Coronavirus leading Israel into a Passover like no other

With Passover approaching, the Israeli government appears set to implement extraordinary measures to try to keep the novel coronavirus from spreading beyond control as families gather for the holiday.

al-monitor A boy wearing a clown mask passes behind a patrol enforcing government restrictions on movement to curb the spread of the coronavirus disease, Mea Shearim, Jerusalem, April 6, 2020. Photo by REUTERS/Ronen Zvulun.

Topics covered

closures, economy, ultra-orthodox, idf, benjamin netanyahu

Apr 6, 2020

Against the backdrop of a sharp increase in the number of novel coronavirus cases in Israel, the country appears to be on its way to a nationwide lockdown as it prepares for Passover, which begins Wednesday evening, April 8. The death toll in Israel from COVID-19 hit 55 at noon on April 6.

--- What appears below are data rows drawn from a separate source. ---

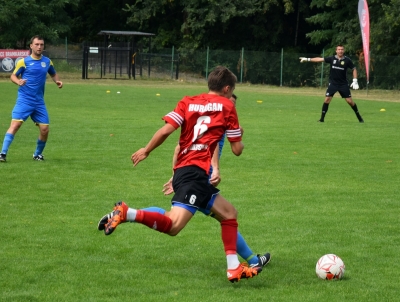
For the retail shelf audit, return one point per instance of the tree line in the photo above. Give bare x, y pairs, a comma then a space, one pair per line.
305, 26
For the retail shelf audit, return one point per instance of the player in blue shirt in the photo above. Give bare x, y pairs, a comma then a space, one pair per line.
30, 75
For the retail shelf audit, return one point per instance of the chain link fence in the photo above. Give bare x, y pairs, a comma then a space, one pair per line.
255, 67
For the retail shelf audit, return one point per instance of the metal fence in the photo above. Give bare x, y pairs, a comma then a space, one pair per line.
256, 67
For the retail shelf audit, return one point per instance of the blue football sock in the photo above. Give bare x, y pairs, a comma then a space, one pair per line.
154, 210
39, 148
244, 250
8, 138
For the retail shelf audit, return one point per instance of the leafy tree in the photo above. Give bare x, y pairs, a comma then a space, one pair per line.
92, 16
337, 22
223, 24
22, 19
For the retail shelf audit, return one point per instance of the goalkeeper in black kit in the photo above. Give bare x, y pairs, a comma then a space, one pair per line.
338, 80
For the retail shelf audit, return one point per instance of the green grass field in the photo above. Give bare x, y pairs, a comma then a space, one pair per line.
302, 189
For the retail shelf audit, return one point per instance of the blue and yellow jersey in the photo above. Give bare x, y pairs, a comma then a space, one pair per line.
34, 71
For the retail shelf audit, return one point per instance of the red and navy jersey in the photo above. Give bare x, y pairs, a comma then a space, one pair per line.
203, 120
338, 72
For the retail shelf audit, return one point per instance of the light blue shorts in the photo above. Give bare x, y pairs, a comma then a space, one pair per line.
38, 113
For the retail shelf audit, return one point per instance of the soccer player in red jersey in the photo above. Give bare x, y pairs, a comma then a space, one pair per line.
203, 120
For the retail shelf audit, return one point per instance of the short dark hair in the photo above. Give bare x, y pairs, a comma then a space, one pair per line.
221, 77
39, 37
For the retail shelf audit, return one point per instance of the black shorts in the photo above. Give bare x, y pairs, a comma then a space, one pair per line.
343, 89
192, 188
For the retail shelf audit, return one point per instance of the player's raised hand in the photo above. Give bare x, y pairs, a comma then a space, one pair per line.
59, 84
138, 156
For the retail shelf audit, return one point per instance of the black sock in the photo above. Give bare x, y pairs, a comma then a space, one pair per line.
355, 109
324, 111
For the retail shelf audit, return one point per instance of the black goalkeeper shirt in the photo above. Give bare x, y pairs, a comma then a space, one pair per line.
339, 68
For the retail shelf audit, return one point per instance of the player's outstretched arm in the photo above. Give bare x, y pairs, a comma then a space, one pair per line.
167, 187
158, 138
314, 60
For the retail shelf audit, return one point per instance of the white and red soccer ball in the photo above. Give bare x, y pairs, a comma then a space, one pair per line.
330, 267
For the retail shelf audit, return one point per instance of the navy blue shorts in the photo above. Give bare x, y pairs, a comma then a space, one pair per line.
192, 190
344, 90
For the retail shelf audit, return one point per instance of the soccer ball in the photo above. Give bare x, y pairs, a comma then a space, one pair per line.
330, 267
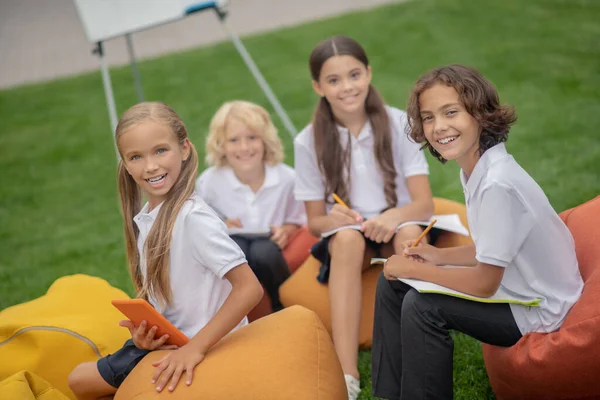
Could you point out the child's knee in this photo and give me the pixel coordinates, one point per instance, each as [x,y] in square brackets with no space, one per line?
[407,233]
[265,253]
[347,239]
[77,378]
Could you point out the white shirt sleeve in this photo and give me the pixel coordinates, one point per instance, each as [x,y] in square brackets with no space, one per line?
[504,223]
[202,185]
[294,210]
[209,242]
[309,181]
[412,157]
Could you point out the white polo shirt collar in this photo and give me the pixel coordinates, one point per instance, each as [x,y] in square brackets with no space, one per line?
[488,158]
[147,217]
[365,133]
[271,178]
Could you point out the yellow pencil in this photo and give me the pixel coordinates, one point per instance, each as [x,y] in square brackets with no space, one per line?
[339,200]
[422,235]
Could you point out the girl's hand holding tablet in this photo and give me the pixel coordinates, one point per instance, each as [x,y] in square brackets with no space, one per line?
[144,338]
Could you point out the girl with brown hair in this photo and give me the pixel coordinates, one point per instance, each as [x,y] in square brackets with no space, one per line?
[355,147]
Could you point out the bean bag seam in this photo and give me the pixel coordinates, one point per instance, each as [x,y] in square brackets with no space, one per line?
[69,332]
[315,322]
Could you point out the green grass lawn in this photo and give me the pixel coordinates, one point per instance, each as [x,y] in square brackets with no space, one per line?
[59,210]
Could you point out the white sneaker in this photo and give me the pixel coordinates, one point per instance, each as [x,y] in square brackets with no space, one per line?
[352,386]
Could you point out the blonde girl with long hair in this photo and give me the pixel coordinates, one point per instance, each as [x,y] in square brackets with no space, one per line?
[181,258]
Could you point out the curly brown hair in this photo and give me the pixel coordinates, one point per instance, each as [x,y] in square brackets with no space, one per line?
[476,93]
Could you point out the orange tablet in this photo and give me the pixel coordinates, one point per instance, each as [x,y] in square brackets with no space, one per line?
[138,310]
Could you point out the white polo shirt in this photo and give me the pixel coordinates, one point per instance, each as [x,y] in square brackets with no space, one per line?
[272,204]
[514,226]
[366,181]
[201,254]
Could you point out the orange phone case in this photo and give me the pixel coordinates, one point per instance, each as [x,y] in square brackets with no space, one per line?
[138,310]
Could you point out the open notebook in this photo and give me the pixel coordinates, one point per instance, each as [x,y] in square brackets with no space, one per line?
[447,222]
[258,233]
[501,295]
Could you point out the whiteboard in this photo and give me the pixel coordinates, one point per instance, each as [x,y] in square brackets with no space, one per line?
[107,19]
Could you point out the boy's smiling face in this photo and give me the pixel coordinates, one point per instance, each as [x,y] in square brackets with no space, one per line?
[448,127]
[244,149]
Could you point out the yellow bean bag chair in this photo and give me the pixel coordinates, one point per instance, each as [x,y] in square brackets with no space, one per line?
[27,386]
[302,288]
[285,355]
[72,323]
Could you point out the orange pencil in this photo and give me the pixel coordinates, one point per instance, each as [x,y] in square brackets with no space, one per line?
[422,235]
[339,200]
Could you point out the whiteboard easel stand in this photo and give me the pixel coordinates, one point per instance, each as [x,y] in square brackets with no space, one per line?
[136,72]
[108,93]
[256,72]
[222,15]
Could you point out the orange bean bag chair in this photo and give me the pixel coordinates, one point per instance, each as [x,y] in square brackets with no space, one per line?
[564,364]
[295,253]
[303,289]
[286,355]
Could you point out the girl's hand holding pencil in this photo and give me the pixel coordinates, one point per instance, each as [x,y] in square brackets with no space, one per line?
[343,215]
[380,229]
[421,252]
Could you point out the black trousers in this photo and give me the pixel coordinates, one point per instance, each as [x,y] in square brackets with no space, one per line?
[412,356]
[266,261]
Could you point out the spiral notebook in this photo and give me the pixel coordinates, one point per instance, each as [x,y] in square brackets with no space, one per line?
[501,295]
[446,222]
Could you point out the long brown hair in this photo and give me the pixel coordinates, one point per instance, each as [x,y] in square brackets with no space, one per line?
[476,93]
[158,244]
[333,161]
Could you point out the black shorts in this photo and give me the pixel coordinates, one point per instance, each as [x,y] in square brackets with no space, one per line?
[115,367]
[320,251]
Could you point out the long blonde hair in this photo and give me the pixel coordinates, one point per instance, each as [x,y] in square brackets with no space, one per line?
[255,118]
[158,244]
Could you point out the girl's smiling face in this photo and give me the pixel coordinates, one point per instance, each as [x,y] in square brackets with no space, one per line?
[448,127]
[153,157]
[344,81]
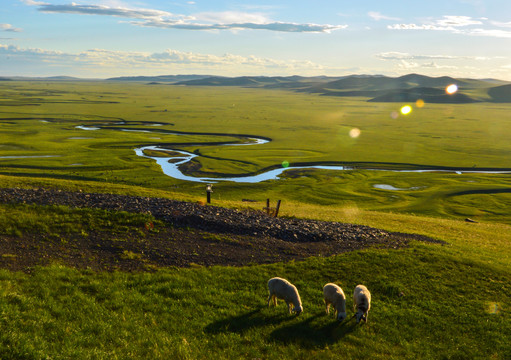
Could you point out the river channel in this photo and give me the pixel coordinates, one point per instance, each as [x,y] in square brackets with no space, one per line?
[170,165]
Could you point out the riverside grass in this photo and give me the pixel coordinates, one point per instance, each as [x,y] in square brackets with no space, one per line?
[40,119]
[456,296]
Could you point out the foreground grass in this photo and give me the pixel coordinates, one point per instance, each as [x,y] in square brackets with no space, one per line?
[451,308]
[447,301]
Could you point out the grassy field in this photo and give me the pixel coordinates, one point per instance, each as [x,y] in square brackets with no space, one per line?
[40,119]
[429,301]
[456,296]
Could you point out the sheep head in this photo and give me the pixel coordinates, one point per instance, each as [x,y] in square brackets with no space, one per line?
[341,316]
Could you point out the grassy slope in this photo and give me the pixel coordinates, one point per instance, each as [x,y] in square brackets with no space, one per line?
[456,302]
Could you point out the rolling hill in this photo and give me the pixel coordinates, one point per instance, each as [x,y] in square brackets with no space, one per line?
[377,88]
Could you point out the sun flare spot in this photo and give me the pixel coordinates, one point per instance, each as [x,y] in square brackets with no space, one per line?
[354,133]
[451,89]
[419,103]
[405,110]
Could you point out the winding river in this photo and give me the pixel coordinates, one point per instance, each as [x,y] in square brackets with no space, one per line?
[170,165]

Authorities have begun implementing measures to limit movement beginning Wednesday and probably throughout the week of Passover. Decisions by Cabinet ministers in the framework of emergency regulations could see police and army patrolling roads and junctions to deter unnecessary travel.

The government decided to tighten restrictions on citizens during a late-night conference call on April 5. Authorities fear that the traditional Passover evening dinner, celebrated among extended family members, could greatly accelerate the spread of the virus, possibly to the point of losing control over attempts to curb it.

Over the past few days, Israelis have been instructed to limit the Passover evening meal to small groups, meaning the nuclear family only. Concerned that many won’t respect the directive, the government decided to notch up surveillance. Drones, helicopters and thousands of police officers will be deployed across the country beginning Wednesday evening to guarantee a full closure, keeping vehicles off the streets and roads and blocking entry to towns and villages. Anyone caught violating the restrictions will be heavily fined.

The government also authorized a series of additional unprecedented moves to thwart the spread of the coronavirus, including the immediate partial lockdown of eight cities and some 15 Jerusalem neighborhoods. The announced locations—primarily populated by the ultra-Orthodox and suffering high rates of infection—are now under military control. The town of Bnei Brak, home to Israel’s largest ultra-Orthodox community, was put under lockdown last week.

According to health care experts, these strict measures should enable the government to better control and curb the spread of the virus. Meanwhile, however, economists and some decision makers have criticized Prime Minister Benjamin Netanyahu for shuttering the labor market by ordering people to stay at home for almost three weeks now, at the price of deeply damaging the country’s economy. These experts accuse Netanyahu of choosing the option of shutting down the country to cover up for the lack of sufficient corona test kits and protective equipment for health care professionals.

Last week, a group of 13 professors, scientists and doctors sent Netanyahu a petition arguing against a policy of closure, asserting that there should be a better balance between corona restrictions and protecting Israel's economy. They say that the current situation will lead to a significant rise in unemployment and poverty, an increase in mental health issues and actually increase the number of deaths. Because of the potential harm to the society, they say, after Passover the government should slowly lift restrictions on the labor market. The petitioners fear that the spike in unemployment and poverty and the policy of social distancing will result in more damage than good.

Criticism has also been voiced over the government’s use of emergency regulations at the expense of democracy and the right to privacy, especially the monitoring of movement by tracking mobile phones.

Senior cabinet members told Al-Monitor that the partial lockdown could continue as long as two weeks after the Passover holiday, as precaution against a wave of infection during the Passover festivities.